Em relatório da Polícia Federal obtido pela Folha, a empresa mudou os documentos para confundir as investigacões do crime.

Com a mineração, a Vale gerava dois tipos de rejeitos: a lama, que era depositada na Samarco, e estruturas arenosas, que ia para o depósito de Campo Grande.

Em dezembro de 2015, um mês depois do rompimento, a Vale modificou informações sobre o teor de concentração do minério que era produzido em Mariana. Com essa falsificação, o volume total de lama em Fundão - a barragem que rompeu - ficou menor do que o valor informado inicialmente pela empresa.

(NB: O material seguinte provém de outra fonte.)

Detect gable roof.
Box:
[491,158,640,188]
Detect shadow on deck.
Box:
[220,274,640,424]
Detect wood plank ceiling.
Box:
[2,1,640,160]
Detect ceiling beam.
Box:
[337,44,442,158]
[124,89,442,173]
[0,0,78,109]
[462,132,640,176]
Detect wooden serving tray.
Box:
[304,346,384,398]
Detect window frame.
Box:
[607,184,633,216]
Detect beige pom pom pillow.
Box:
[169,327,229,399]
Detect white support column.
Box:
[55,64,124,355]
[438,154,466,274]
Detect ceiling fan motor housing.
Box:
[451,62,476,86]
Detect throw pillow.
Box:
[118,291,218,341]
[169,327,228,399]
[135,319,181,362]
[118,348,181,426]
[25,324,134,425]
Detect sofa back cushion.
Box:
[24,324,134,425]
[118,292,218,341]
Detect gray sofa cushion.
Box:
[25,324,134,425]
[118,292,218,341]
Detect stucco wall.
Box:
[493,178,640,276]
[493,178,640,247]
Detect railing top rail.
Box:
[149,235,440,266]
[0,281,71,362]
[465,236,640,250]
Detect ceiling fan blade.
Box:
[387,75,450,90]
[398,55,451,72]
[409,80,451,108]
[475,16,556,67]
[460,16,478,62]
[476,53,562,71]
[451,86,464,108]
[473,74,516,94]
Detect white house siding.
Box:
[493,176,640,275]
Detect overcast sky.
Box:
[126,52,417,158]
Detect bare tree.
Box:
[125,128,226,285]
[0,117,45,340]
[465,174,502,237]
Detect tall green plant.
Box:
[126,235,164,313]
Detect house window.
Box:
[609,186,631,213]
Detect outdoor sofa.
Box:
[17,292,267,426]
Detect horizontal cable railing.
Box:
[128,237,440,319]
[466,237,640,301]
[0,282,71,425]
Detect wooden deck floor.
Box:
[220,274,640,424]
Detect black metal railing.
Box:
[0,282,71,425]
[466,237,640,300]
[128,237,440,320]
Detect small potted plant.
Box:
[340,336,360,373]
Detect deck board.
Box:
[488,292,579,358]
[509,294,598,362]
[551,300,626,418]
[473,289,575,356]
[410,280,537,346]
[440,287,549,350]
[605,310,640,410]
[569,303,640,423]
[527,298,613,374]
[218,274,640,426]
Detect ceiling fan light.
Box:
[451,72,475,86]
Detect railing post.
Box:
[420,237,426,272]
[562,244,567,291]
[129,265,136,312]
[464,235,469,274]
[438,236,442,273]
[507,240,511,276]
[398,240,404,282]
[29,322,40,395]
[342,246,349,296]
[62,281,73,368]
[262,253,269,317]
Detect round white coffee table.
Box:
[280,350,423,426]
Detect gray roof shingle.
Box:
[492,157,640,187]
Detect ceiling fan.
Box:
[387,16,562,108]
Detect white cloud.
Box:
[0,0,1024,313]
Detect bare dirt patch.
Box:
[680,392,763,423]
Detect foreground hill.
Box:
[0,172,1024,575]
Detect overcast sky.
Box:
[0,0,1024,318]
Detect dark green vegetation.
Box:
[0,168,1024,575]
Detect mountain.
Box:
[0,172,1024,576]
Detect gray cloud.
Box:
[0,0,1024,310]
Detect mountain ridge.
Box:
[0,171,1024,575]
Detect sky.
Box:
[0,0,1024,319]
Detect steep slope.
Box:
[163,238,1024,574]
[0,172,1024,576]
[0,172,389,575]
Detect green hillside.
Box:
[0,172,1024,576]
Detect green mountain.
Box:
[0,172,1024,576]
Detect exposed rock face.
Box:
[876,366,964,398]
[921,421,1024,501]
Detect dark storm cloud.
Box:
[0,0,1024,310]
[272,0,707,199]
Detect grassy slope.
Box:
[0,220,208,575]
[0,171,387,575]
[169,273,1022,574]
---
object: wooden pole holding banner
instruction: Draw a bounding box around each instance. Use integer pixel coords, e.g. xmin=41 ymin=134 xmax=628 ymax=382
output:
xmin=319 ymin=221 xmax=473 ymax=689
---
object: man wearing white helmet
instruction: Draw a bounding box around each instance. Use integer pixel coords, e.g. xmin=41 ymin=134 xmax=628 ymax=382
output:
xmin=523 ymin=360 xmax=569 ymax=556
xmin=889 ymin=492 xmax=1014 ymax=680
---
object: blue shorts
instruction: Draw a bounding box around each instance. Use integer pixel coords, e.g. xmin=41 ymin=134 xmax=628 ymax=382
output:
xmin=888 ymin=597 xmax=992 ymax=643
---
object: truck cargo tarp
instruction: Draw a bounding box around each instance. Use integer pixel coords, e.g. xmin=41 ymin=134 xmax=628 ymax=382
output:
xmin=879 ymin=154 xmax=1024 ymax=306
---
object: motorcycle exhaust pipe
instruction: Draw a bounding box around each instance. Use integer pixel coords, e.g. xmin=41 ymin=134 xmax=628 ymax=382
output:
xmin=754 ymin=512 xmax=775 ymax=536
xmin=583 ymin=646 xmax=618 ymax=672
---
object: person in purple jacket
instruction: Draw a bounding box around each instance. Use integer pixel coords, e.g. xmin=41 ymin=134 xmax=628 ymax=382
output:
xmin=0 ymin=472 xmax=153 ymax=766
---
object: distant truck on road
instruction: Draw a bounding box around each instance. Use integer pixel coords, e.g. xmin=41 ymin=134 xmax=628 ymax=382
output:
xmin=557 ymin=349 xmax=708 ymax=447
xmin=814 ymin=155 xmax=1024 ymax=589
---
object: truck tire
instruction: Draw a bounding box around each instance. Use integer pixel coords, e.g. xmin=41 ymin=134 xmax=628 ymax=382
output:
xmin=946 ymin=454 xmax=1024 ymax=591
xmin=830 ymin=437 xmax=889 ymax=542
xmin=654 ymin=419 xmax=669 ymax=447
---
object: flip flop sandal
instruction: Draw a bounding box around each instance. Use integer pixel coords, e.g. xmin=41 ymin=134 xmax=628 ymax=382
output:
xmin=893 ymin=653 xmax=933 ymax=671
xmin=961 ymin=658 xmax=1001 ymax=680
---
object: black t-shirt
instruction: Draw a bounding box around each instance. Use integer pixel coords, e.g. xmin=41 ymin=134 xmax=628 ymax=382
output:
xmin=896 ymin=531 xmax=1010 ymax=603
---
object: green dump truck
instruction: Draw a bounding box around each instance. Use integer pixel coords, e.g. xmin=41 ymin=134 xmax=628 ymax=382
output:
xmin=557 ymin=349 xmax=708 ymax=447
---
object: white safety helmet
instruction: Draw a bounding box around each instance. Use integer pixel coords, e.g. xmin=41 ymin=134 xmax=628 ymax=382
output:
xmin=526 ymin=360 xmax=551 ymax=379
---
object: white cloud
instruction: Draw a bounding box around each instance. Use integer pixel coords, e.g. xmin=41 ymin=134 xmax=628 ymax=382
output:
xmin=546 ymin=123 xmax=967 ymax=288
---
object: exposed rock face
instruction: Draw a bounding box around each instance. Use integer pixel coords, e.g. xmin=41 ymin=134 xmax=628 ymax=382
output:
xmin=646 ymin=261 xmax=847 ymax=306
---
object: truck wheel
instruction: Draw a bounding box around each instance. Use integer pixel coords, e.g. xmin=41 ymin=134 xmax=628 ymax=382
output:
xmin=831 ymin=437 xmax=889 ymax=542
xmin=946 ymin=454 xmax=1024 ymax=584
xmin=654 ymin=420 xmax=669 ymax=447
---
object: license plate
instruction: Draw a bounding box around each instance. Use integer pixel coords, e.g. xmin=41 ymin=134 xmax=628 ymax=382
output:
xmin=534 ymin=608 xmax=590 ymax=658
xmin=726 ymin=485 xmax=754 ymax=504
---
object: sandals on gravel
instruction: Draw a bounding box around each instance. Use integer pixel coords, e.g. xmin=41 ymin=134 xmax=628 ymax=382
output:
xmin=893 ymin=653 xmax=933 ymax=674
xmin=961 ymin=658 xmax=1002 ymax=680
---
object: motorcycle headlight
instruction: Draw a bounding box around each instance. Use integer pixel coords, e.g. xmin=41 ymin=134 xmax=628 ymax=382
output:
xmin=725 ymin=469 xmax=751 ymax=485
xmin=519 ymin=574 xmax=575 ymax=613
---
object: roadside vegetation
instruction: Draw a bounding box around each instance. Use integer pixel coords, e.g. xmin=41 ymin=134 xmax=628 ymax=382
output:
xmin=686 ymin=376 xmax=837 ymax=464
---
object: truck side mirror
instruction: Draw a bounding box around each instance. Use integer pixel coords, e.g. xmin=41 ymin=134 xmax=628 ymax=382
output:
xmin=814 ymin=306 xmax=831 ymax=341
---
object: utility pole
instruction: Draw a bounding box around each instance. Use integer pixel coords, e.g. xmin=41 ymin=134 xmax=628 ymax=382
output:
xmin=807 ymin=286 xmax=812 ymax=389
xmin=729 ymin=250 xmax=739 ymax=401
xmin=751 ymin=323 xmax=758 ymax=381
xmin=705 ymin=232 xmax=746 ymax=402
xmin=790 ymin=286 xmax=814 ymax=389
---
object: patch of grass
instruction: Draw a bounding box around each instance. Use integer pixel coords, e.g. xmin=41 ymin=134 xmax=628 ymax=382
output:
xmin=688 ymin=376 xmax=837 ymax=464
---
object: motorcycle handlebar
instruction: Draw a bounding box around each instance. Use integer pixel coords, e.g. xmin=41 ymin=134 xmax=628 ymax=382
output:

A empresa alterou, segundo o informe da PF, os últimos cinco RALs (Relatórios Anuais de Lavra) que havia enviado ao DNPM (DepartamentoNacional de Produção Mineral), órgão da União. No entanto, os dados sobre minérios foram preservados.

Segundo a Polícia Federal, havia uma elevada quantidade de água nos rejeitos, o que pode ser considerado como uma das causas da ruptura.

Em resposta à Folha, a Vale admite as alterações, mas diz que foram apenas correções e que manteve a transparência nas apurações. Mas, segundo a polícia, o objetivo das mudanças era "iludir as autoridades fiscalizadoras".

"Tal fato [adulteração] tem ocorrido para que a Vale se exima de suas responsabilidades com relação aos rejeitos depositados pela mesma na referida barragem [Fundão]", avalia a PF.